Subject: Re: Look and feel
To: NetBSD/advocacy <netbsd-advocacy@netbsd.org>
From: Iggy Drougge <optimus@canit.se>
List: netbsd-advocacy
Date: 02/25/2002 00:24:56
Charles Shannon Hendrix skrev:
>On Fri, Feb 22, 2002 at 02:49:49PM +0100, Iggy Drougge wrote:
>> IMNSHO, a GUI shouldn't require machines running at several hundred MHz.
>> It's just a very basic system service, not a killer app in itself.
>The GUI, sure, but that's not really the bottleneck for things like
>KDE. The window manager itself is plenty fast, even with toys added.
>The problem is mostly in the individual applications, and the rather
>poor C++ program startup times.
I found KDE to run (and particularly start) at a snail's pace on a 300 MHz PC.
Even last week, a friend of mine stated that his 900 MHz PC GUI couldn't match
the response times of his Amiga.
>In any case, there are a good number of useful things that simply require
>a lot of horsepower.
Certainly, but the question is whether you actually happen to do those things.
I left raytracing many years ago, so MHz isn't all that important to me.

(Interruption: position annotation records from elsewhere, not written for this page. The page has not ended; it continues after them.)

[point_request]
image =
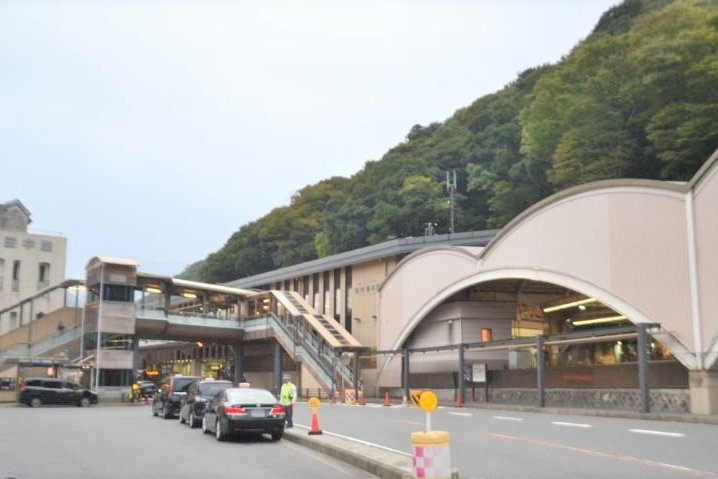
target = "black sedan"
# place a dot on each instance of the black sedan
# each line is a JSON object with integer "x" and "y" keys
{"x": 244, "y": 411}
{"x": 198, "y": 396}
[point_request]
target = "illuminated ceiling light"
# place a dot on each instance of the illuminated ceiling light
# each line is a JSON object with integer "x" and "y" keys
{"x": 569, "y": 305}
{"x": 608, "y": 319}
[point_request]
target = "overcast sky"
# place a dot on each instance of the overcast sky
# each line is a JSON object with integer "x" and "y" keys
{"x": 153, "y": 130}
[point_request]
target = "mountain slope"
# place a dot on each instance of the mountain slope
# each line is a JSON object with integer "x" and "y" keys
{"x": 637, "y": 98}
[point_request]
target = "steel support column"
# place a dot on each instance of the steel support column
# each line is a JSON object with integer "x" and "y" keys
{"x": 643, "y": 367}
{"x": 462, "y": 387}
{"x": 540, "y": 365}
{"x": 238, "y": 361}
{"x": 356, "y": 372}
{"x": 406, "y": 373}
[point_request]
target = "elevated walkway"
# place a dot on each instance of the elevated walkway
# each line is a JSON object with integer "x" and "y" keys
{"x": 316, "y": 341}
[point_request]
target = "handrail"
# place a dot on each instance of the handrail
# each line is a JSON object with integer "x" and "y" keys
{"x": 68, "y": 335}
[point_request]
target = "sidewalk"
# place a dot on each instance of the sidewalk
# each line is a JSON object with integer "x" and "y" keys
{"x": 381, "y": 462}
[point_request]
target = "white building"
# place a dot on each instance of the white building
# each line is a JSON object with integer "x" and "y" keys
{"x": 29, "y": 263}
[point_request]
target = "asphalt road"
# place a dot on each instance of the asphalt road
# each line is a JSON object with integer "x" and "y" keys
{"x": 495, "y": 444}
{"x": 127, "y": 442}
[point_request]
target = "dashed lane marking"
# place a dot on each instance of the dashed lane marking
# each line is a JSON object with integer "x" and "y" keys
{"x": 617, "y": 457}
{"x": 571, "y": 424}
{"x": 509, "y": 418}
{"x": 657, "y": 433}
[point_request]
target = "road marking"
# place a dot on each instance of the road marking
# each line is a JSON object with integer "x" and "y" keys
{"x": 617, "y": 457}
{"x": 570, "y": 424}
{"x": 509, "y": 418}
{"x": 657, "y": 433}
{"x": 359, "y": 441}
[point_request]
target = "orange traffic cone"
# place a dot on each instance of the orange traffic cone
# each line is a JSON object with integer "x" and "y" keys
{"x": 459, "y": 402}
{"x": 315, "y": 425}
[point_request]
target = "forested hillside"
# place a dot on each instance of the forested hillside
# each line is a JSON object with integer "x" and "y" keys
{"x": 638, "y": 98}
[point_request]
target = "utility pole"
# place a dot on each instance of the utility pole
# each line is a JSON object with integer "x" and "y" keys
{"x": 451, "y": 189}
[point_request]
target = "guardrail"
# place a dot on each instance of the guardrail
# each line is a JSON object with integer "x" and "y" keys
{"x": 68, "y": 335}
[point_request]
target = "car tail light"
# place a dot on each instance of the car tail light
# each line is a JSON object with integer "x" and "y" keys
{"x": 235, "y": 411}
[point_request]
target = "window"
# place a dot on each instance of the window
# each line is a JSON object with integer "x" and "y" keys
{"x": 326, "y": 296}
{"x": 43, "y": 275}
{"x": 348, "y": 298}
{"x": 115, "y": 377}
{"x": 115, "y": 292}
{"x": 485, "y": 335}
{"x": 315, "y": 291}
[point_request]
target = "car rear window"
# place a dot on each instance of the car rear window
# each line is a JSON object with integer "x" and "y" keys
{"x": 250, "y": 396}
{"x": 182, "y": 384}
{"x": 210, "y": 389}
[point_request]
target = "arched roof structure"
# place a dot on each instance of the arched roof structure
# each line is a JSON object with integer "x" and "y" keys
{"x": 645, "y": 248}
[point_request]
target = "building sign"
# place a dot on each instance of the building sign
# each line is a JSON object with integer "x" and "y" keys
{"x": 366, "y": 289}
{"x": 478, "y": 373}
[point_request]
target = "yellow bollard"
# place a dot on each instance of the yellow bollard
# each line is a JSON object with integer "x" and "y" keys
{"x": 432, "y": 455}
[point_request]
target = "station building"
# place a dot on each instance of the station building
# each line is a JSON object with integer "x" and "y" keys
{"x": 589, "y": 298}
{"x": 29, "y": 263}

>If you take photos, you are going to be hard pressed to do much with
>them unless you have enough power to handle multi-megabyte images of
>24-bit or better color.
Possibly, but that's an application with requirements of its own. If your
desktop environment is doing image manipulation, it's a very strange desktop
environment indeed.
>People also want that kind of quality even in the window manager, so
>you end up with a system like Apple's where each image on the screen is
>a full N-bit color image. There's just no way to support that sort of
>thing without a lot of horsepower.
There isn't? You don't think it could be that Apple want to sell faster
hardware?
>I liked the SGI I used with all the management stuff in 8-bit color
>and only things you needed to take up a lot of space did so, but that's
>evidently not what everyone else likes.
I like the SGI vector icons. They're just lovely.